Napoli festeggia la lotta alla camorra: proposta Maresca in Aula

Napoli è considerata una città anti-camorra. Il consigliere comunale e magistrato anti-clan Catello Maresca, leader dell’opposizione di centrodestra, ha proposto di dedicare una giornata alla lotta contro la criminalità organizzata. Questa giornata dovrebbe svolgersi l’11 ottobre di ogni anno e includere manifestazioni di piazza, mostre, convegni e dibattiti che coinvolgano tutti i cittadini, specialmente gli studenti e i giovani. Maresca ha presentato un ordine del giorno in consiglio comunale per istituire una giornata contro l’influenza della camorra nella città, con lo slogan “Napoli città anticamorra”.

Maresca sottolinea l’importanza di combattere il falso mito del potere e della ricchezza associato alla camorra. Questa organizzazione criminale esercita ancora un’attrattiva considerevole sui giovani, sfruttando l’illusione di status sociale elevato e facili guadagni. È fondamentale contrastare questa attrattiva deviante attraverso l’educazione, l’accesso a opportunità legittime e la promozione di valori di integrità, solidarietà e rispetto per la legalità.

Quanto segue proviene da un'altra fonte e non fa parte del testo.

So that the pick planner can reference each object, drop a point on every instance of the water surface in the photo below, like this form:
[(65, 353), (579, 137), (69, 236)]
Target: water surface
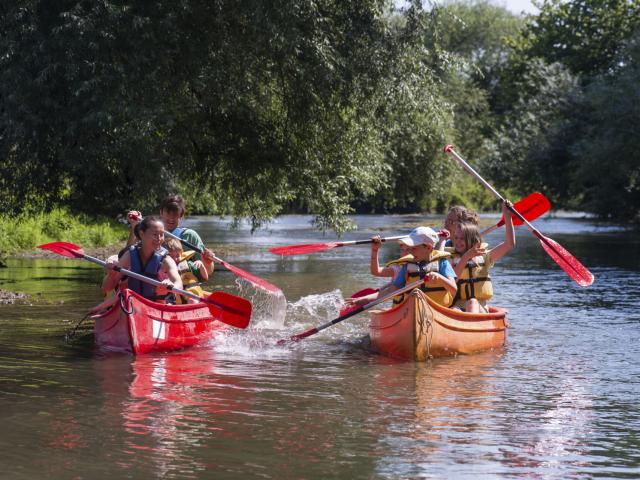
[(559, 401)]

La camorra, un’organizzazione criminale di connotazione mafiosa originaria della Campania, ha una lunga storia di traffico di droga, racket, contraffazione e altre attività illegali. Nonostante le azioni repressive delle forze dell’ordine e della magistratura, la camorra continua a essere un problema radicato nella società. Da qui la proposta di dedicare una giornata alla lotta contro la camorra per coinvolgere la comunità e trasmettere un forte messaggio di opposizione alla criminalità organizzata.

Durante questa giornata contro l’influenza della camorra nella città possono essere organizzate numerose attività, come cerimonie commemorative, mostre fotografiche, conferenze, proiezioni di documentari, incontri con testimoni, laboratori educativi, spettacoli artistici e manifestazioni pubbliche. La finalità di queste attività è sensibilizzare l’opinione pubblica sull’importanza della lotta alla camorra e promuovere la cultura della legalità e della solidarietà. Una campagna di sensibilizzazione sui media locali e sui social media può inoltre contribuire a diffondere messaggi contro la camorra.